My random thoughts next turn to, of all things, congestion pricing in New York City. That’s Mayor Michael Bloomberg’s now aborted plan to charge drivers a fee of $8 per car and $21 per truck for weekday entry into the most congested parts of Manhattan. London and Stockholm had used a similar approach successfully to cut both traffic and pollution. Careful studies showed that the plan would decrease traffic and pollution by 20%, with corresponding decreases in travel time within Manhattan.
A parking place in central Manhattan recently went on the market for $225,000. If I were rich enough to pay that much for a parking space, I know I would fight tooth and nail for the chance to pay $8 for each commute and receive, in return, a shorter, less congested and less smoggy ride. Most travelers in Manhattan take the subway or a cab, and cab rides would also be quicker and more pleasant with less congestion. Polls showed that New Yorkers generally favored Bloomberg’s plan, and it seemed like a no-brainer.
Enter the New York state legislature. The City had to apply for up to $500 million in federal funds to pay for the program, for such things as automatic cameras and computers to enforce the pricing system. In order to get that federal money, the state legislators had to sign on to the plan. All they had to do was approve the plan to get up to half a billion federal dollars for the city that puts their state on the map everywhere on the globe.

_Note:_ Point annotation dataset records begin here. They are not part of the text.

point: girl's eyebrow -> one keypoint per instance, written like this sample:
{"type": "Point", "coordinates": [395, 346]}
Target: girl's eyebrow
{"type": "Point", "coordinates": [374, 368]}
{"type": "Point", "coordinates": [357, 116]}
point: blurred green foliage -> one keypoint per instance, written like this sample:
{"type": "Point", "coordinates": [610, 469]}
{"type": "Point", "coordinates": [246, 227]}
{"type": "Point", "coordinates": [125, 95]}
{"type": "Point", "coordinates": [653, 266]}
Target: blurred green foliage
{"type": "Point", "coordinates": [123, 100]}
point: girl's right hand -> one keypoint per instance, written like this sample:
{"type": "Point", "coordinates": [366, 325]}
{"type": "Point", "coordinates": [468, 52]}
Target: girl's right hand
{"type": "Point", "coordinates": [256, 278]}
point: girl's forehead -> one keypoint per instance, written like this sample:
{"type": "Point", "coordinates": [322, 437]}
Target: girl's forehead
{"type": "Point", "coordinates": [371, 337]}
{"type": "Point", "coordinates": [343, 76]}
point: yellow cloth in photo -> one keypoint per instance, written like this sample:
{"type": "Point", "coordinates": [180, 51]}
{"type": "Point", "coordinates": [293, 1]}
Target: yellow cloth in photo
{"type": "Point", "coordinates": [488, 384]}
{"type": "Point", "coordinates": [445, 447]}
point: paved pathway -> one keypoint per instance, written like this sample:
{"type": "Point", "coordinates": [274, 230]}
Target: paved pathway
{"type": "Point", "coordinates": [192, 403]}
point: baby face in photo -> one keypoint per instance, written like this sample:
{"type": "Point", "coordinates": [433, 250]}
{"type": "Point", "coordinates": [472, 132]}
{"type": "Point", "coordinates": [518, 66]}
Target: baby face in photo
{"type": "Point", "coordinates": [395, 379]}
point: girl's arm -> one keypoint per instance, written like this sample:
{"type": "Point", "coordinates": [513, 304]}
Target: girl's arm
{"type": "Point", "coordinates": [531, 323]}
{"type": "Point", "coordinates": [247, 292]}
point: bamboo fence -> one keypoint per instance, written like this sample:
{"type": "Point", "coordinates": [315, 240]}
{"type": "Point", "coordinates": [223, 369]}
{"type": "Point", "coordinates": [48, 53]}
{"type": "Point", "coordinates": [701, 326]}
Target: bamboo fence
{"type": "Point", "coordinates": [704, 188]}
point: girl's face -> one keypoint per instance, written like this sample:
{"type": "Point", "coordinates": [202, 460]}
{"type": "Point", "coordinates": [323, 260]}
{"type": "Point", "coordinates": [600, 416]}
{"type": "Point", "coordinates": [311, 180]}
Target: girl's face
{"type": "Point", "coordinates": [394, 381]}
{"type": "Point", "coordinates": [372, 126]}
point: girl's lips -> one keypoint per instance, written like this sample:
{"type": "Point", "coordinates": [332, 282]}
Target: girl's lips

Did they? No. And why didn’t they? No particular reason. They just didn’t like the cut of Bloomberg’s jib. Some Democrats resented him for switching to the Republican party in order to win the mayor’s office. Some resented his success as mayor and his lofting a trial balloon for the presidency as an independent. Some had the gall to claim that he had not explained the program adequately, when his staff had provided material three months in advance and even I, who lived in New York only briefly 30 years ago, knew most of its details.

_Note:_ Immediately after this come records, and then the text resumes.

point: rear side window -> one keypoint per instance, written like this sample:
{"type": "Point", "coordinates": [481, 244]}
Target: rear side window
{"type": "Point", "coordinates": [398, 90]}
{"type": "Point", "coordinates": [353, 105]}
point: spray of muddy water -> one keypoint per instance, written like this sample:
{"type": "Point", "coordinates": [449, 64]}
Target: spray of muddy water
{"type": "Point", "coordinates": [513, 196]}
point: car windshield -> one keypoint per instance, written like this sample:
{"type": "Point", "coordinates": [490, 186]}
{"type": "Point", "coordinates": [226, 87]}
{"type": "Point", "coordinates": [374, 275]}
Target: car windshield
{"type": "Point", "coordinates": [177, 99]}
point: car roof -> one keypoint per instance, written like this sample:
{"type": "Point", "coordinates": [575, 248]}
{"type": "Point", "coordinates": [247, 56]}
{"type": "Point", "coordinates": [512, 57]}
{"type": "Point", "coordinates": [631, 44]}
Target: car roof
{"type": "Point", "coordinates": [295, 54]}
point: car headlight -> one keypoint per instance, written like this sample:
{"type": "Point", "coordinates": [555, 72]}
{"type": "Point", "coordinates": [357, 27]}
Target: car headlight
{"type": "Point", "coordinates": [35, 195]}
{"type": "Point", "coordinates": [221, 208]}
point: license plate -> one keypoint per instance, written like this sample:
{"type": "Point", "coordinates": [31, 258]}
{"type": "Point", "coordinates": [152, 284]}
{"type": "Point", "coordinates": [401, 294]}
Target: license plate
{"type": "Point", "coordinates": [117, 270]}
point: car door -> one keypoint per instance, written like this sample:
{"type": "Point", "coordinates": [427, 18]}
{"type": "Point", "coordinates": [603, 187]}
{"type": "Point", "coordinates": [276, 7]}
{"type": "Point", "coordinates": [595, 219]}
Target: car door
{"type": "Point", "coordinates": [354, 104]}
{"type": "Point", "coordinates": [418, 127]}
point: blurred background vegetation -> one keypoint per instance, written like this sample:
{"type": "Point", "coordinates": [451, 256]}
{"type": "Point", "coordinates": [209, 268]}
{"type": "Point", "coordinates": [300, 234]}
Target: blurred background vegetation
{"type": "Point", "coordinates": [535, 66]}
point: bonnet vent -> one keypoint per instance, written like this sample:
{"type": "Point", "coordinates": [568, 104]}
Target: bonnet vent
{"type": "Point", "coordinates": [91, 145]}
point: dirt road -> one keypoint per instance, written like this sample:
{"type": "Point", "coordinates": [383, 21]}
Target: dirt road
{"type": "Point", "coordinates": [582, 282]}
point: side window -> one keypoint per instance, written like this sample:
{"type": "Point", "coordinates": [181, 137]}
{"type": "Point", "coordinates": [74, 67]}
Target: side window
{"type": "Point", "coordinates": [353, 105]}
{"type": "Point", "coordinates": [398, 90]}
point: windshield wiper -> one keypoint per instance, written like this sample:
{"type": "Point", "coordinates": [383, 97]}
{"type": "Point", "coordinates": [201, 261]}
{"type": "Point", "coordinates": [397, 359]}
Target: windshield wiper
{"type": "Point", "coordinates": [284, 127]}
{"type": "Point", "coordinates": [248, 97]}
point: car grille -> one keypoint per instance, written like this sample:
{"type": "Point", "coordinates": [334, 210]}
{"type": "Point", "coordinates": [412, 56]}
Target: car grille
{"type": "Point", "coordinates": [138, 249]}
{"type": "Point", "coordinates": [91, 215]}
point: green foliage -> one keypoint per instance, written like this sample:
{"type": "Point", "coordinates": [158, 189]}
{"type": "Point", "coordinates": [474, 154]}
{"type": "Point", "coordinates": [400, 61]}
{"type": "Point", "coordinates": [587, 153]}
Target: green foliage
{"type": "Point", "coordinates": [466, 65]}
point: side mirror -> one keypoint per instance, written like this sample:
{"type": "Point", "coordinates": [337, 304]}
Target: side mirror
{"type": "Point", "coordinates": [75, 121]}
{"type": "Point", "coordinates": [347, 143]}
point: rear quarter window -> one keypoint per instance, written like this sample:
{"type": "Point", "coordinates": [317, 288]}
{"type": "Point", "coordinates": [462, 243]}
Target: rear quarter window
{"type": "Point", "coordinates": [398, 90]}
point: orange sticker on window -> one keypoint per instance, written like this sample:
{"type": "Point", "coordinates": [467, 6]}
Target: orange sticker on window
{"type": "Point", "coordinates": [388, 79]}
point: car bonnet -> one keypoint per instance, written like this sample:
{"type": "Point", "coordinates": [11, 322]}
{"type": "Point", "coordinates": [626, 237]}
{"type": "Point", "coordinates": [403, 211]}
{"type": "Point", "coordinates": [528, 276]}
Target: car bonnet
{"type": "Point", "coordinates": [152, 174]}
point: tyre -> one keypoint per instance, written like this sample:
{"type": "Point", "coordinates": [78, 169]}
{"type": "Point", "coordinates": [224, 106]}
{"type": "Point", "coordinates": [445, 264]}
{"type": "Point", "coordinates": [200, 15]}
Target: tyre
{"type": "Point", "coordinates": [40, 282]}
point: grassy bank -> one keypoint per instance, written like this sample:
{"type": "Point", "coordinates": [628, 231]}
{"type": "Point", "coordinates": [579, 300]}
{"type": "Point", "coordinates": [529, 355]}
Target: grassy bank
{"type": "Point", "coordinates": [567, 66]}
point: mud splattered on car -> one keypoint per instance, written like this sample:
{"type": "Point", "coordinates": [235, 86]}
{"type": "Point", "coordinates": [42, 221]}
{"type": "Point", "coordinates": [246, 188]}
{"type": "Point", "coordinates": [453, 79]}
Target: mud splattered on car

When I read that article, I was dumfounded. I could not believe that grown-up legislators could destroy such a promising and innovative energy-saving program for such petty, stupid and childish reasons. And then I recalled Congress and Washington over the last decade. As I began to wonder how soon the United States might devolve into a third-world nation, I thought again of race.
Without giving up my anonymity, I can confess I have no African blood. I hope that I’ve managed to expunge both racism and reverse racism from my psyche. Every time I have trouble seeing an African-American in perspective, I imagine that he or she is white. Sometimes that helps.

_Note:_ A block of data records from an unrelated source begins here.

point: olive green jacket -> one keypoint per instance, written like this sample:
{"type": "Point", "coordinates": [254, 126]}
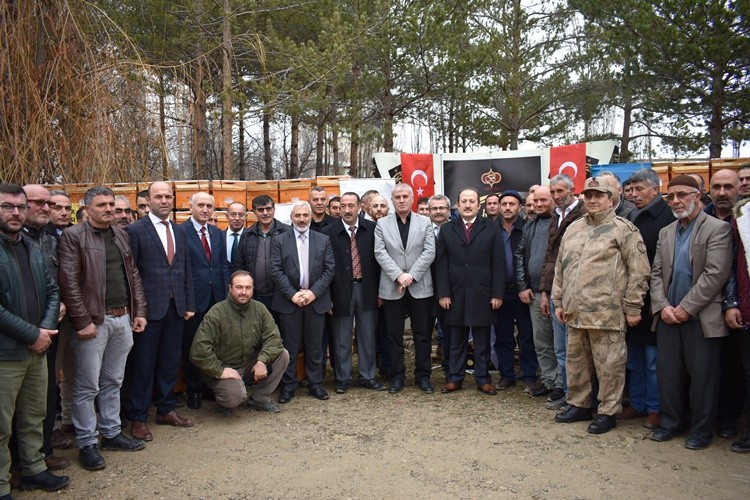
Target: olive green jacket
{"type": "Point", "coordinates": [231, 335]}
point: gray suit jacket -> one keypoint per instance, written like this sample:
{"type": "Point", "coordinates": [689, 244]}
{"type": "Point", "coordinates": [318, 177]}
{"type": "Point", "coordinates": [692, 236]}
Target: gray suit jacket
{"type": "Point", "coordinates": [286, 273]}
{"type": "Point", "coordinates": [711, 259]}
{"type": "Point", "coordinates": [415, 259]}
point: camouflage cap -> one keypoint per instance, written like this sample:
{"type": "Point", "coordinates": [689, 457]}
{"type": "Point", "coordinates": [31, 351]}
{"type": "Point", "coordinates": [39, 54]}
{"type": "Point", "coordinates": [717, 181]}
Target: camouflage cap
{"type": "Point", "coordinates": [600, 184]}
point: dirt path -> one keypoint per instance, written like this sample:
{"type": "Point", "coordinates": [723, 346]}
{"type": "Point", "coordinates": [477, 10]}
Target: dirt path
{"type": "Point", "coordinates": [374, 445]}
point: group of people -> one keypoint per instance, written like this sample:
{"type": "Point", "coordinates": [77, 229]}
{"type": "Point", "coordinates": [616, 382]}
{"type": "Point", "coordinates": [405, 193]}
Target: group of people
{"type": "Point", "coordinates": [589, 288]}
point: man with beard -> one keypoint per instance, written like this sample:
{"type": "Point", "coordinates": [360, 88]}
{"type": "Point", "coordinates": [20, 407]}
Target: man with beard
{"type": "Point", "coordinates": [650, 216]}
{"type": "Point", "coordinates": [29, 311]}
{"type": "Point", "coordinates": [690, 269]}
{"type": "Point", "coordinates": [302, 266]}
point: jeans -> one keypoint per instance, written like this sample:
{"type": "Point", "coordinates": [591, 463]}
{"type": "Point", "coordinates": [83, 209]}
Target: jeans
{"type": "Point", "coordinates": [560, 332]}
{"type": "Point", "coordinates": [99, 369]}
{"type": "Point", "coordinates": [644, 385]}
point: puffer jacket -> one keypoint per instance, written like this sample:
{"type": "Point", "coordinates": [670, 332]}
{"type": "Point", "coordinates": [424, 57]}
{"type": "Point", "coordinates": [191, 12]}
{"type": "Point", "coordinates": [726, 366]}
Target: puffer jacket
{"type": "Point", "coordinates": [15, 332]}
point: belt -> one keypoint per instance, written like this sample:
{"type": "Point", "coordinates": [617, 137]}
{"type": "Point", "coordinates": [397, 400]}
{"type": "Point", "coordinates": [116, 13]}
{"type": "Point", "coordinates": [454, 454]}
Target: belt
{"type": "Point", "coordinates": [117, 311]}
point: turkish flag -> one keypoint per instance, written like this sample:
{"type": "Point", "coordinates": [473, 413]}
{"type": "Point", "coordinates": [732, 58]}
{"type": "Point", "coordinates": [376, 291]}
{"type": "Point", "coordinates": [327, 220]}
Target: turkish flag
{"type": "Point", "coordinates": [569, 160]}
{"type": "Point", "coordinates": [417, 171]}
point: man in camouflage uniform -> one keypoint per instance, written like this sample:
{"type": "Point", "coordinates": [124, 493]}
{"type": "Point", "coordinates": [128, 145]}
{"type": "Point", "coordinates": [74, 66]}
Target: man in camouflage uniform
{"type": "Point", "coordinates": [601, 278]}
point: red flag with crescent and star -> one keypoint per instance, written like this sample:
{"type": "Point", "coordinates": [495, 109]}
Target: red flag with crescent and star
{"type": "Point", "coordinates": [569, 160]}
{"type": "Point", "coordinates": [417, 171]}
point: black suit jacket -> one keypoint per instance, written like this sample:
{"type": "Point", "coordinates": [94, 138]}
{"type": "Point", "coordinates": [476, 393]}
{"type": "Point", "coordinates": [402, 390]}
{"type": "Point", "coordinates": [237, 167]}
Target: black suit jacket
{"type": "Point", "coordinates": [160, 280]}
{"type": "Point", "coordinates": [470, 273]}
{"type": "Point", "coordinates": [210, 279]}
{"type": "Point", "coordinates": [341, 287]}
{"type": "Point", "coordinates": [286, 273]}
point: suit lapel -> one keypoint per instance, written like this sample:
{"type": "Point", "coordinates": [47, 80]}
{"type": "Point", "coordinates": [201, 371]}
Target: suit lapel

But try as I might, I just can’t imagine Colin Powell, Barack Obama, Robert Moses or Charlie Rangel being as stupid and petty as the members of the New York Legislature. They weren’t born with Dubya’s family or Sam Simon’s luck. They had to fight for every step forward. They had to ignore the slings and arrows of outrageous insult every day of their lives. Their struggles made them serious people. Their African blood and the constant pressure of American racism didn’t give them the luxury of indolence, pettiness or stupidity.
My mind drifted back to Robert Moses, and I thought again about his algebra. Surely if the New York legislature were full of Robert Moseses, it could add two and two. Surely if Congress could do algebra like him, it could find a way out of Iraq and convince even a recalcitrant president. We should be so lucky.